5G systems operate using antennas that concentrate signal energy in spot beams to overcome the signal distance losses that increase more quickly than in 4G. It’s critical to identify the right locations for access points such that every subscriber is covered with minimal overlap. It’s possible to test real-world installations and locations, but it’s time consuming and expensive. High-frequency, high-bandwidth measurement equipment is considerably more expensive, even cost prohibitive at times.
Getting a permit from a city council or other governing body to install a 5G antenna system can be an arduous process. Nobody wants to get approved for 10 mount locations and find out that 5 of them are non-optimal, so they need to go back to the drawing board and re-apply with the city. The key is to identify the right number of access points, in the right locations, to offer consistent coverage with the fewest number of access points possible.
All of these issues can be solved with a virtualized process. Can we let the computer show us how well we’re serving a city’s subscribers? Ansys and Keysight say yes.
Animation of the E-fields of a 28 GHz signal with 400 MHz bandwidth traveling from a phased array base station model into a city environment. The signal bounces off the street (bottom) and the wall of a facing building (right). Single frequency electric field is shown in the top left for 2 cut planes.
What does the future of the electronics industry look like?
The short answer: partnerships. After many years of competing, Ansys and Keysight see more ways to move the industry forward by working as a complementary pair.

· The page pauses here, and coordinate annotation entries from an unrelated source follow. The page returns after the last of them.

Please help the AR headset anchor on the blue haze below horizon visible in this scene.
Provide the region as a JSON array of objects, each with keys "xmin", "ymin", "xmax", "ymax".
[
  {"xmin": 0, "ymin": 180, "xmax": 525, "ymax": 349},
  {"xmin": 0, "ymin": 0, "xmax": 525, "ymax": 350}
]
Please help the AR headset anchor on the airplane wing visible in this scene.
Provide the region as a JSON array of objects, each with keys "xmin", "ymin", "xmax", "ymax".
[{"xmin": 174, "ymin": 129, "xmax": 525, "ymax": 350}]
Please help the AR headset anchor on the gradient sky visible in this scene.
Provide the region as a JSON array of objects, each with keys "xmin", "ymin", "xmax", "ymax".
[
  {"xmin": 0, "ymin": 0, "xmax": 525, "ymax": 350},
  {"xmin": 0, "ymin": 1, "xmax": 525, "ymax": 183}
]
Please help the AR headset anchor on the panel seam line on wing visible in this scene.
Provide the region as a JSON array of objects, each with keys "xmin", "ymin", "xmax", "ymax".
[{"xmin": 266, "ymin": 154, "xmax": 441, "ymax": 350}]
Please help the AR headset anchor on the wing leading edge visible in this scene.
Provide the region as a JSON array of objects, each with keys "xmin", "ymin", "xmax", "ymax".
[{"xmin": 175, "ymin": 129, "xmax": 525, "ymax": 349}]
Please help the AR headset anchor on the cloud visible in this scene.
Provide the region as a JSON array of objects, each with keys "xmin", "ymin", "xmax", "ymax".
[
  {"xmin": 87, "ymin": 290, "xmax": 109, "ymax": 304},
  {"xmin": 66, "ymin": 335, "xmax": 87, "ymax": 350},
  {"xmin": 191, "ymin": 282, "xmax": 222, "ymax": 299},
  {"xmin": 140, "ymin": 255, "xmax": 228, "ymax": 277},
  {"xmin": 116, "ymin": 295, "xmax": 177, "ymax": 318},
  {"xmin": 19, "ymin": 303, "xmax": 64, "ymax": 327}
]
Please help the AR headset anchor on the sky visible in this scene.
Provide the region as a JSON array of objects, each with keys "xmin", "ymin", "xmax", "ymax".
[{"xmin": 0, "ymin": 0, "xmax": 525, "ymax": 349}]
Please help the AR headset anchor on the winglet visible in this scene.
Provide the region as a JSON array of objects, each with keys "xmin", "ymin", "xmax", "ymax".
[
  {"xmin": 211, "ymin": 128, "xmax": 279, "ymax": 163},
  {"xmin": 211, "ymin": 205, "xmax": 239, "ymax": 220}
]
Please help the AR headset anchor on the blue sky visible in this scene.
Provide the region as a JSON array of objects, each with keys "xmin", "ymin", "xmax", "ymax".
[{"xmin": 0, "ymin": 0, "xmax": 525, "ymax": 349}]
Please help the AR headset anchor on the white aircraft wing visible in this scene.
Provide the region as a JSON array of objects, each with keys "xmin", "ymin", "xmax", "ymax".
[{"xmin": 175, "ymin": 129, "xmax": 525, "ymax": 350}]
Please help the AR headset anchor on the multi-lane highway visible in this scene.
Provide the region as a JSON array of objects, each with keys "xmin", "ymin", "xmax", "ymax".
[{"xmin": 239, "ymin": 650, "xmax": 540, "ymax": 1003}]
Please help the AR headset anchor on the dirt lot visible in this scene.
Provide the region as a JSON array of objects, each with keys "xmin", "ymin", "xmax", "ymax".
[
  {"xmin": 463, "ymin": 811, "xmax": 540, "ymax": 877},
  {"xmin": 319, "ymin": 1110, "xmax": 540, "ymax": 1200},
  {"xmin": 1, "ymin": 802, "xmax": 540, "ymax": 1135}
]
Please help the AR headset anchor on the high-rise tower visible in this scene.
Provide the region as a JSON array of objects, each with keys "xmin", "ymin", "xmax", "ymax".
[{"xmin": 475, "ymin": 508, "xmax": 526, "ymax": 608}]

“Between Ansys and our partners, we stand a chance at creating the first digital twin of a 5G network that can cooperate with an actual, living network,” said Shawn Carpenter, Program Director 5G & Space at Ansys.
Using the existing prototype, Ansys and Keysight can tell you what signals are transmitted and received, but it’s much harder to address the five or six network layers that might be involved when a subscriber pulls out their smart phone to use a navigational app. How do we identify the shortest route across the network to the Cloud? How do we get data to the Cloud while maintaining data integrity? What delays do we expect in getting data our handset requests?
Many of the data communications issues are simply outside Ansys HFSS’ purview. The environment we use for our electromagnetics modeling is fantastic for modeling antenna systems or radio frequency components, but it’s not designed to model complete cities with interconnected cars driving up and down the streets, drones flying through it, and aircraft flying over the top.
In 2020, Ansys acquired Analytical Graphics Incorporated (AGI), a specialist in multi-domain mission engineering. AGI has incredible capabilities that extend into the 5G space too. This prototype included a few subscribers, but the real world is a lot more dense, and AGI’s know-how will assist in evaluating complex networks and simulating at scale. AGI also partners with Scalable Network Technologies, a master at answering these kinds of questions. Just recently, Scalable Networks was acquired by Keysight. To entangle the knot even further, AGI already has an existing interface for their network modeling tools inside of Keysight’s STK Interface. Between Ansys, Keysight, AGI, Scalable Network Technologies, and our other complementary partners, we have what we need to simulate and emulate at scale, and we’ll continue to polish our workflow integration.